Florida Coastal School of Law filed a motion for a temporary restraining order and preliminary injunction in the US District Court for the Middle District of Florida asking the court to postpone requirements imposed by the ABA, Law.com reports.
Requirements Imposed By The ABA
The ABA imposed a number of requirements in April, after it found that the school was significantly out of compliance with standards including program objectives, academic advising, and admissions policy, according to the ABA Journal.
Requirements imposed by the ABA, according to Law.com, include the following:
- Disclosing to all admitted students that the school has been found out of compliance with the accreditation standards and it was required to take remedial action. The two-page public notice must also be posted to Florida Coastal’s website.
- Informing each student of the school’s first-time bar pass rates in Florida and Georgia—broken down by class quartiles—as well as which quartile the student falls into based on their most recent grades.
- Appointing a fact finder to visit and examine, among other things, admissions policies, attrition rates, bar exam results, student loan default rates and the school’s finances.
Florida Coastal Puts Up A Fight
In May, Florida Coastal sued the ABA arguing that its accreditation standards are “unlawfully vague and enforced inconsistently across schools.” The school is owned by InfiLaw, which also own two other for-profit law schools, Charlotte School of Law and Arizona Summit School of Law.
In its arguments, Florida Coastal claims that the ABA ignored changes made by the school, including an improvement in its most recent bar exam results, when 62% of first-time takers passed the February 2018 exam – the fourth highest in Florida’s 11 law schools, according to Law.com.

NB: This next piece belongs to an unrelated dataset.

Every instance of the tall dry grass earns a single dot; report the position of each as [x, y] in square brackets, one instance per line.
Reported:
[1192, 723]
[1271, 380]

Additionally, Florida Coastal further argues that its incoming students since the fall of 2016 have improved their academic credentials. The ABA found these changes to be “too recent and inefficient in finding the school out of compliance with its standards.”

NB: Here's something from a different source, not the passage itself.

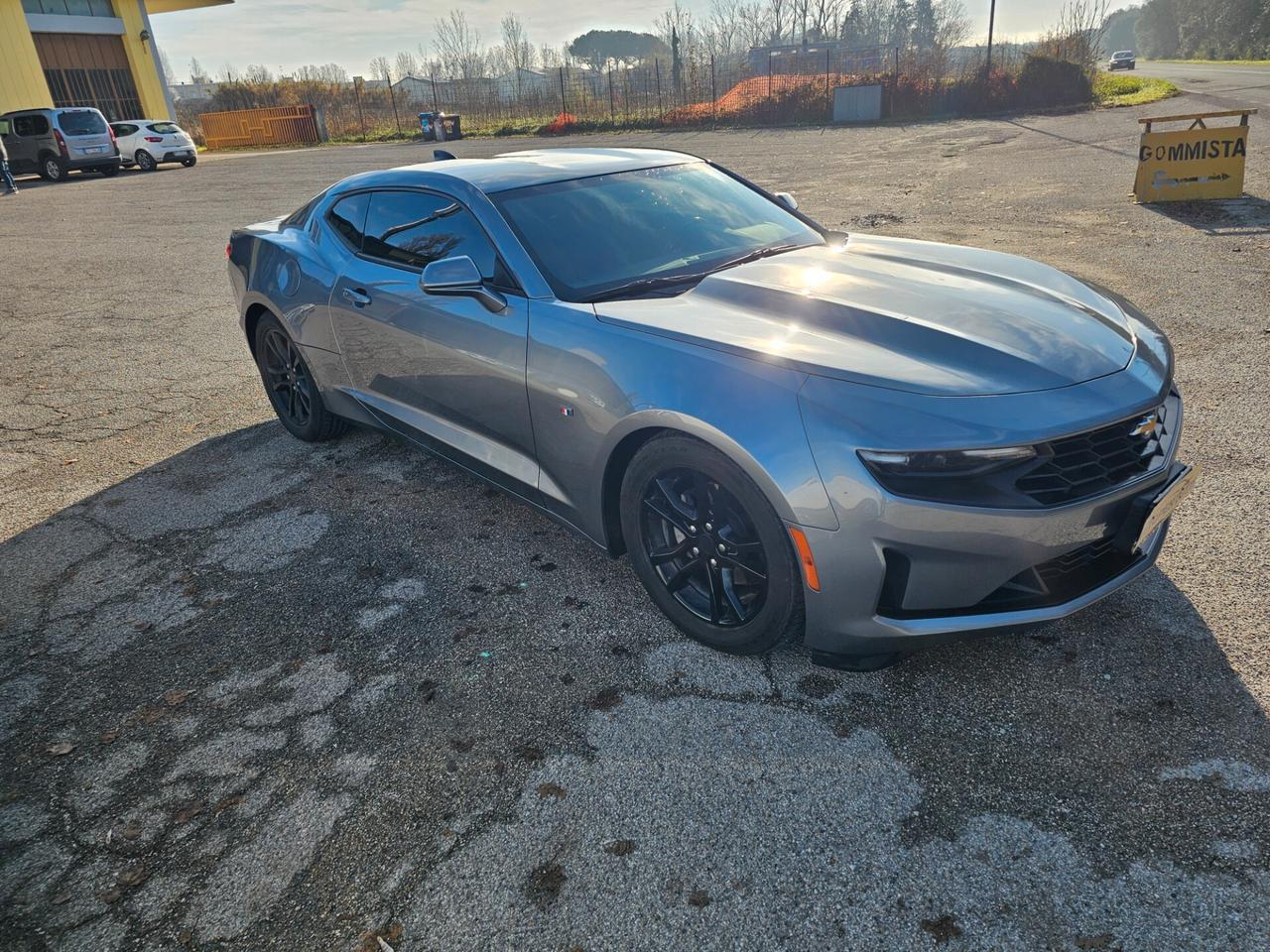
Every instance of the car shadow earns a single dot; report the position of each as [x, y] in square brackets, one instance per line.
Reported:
[1245, 216]
[255, 617]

Since August 2016, the ABA has picked up its enforcement of law schools with lax admission standards. During that time, according to Law.com, the association has sanctioned 10 law schools including Appalachian School of Law, Arizona Summit Law School, Ave Maria School of Law, Charlotte Law School (now closed), Cooley Law School, Florida Coastal School of Law, Atlanta’s John Marshall Law School, Thomas Jefferson School of Law, Thurgood Marshall School of Law at Texas Southern University, and Valparaiso University Law School.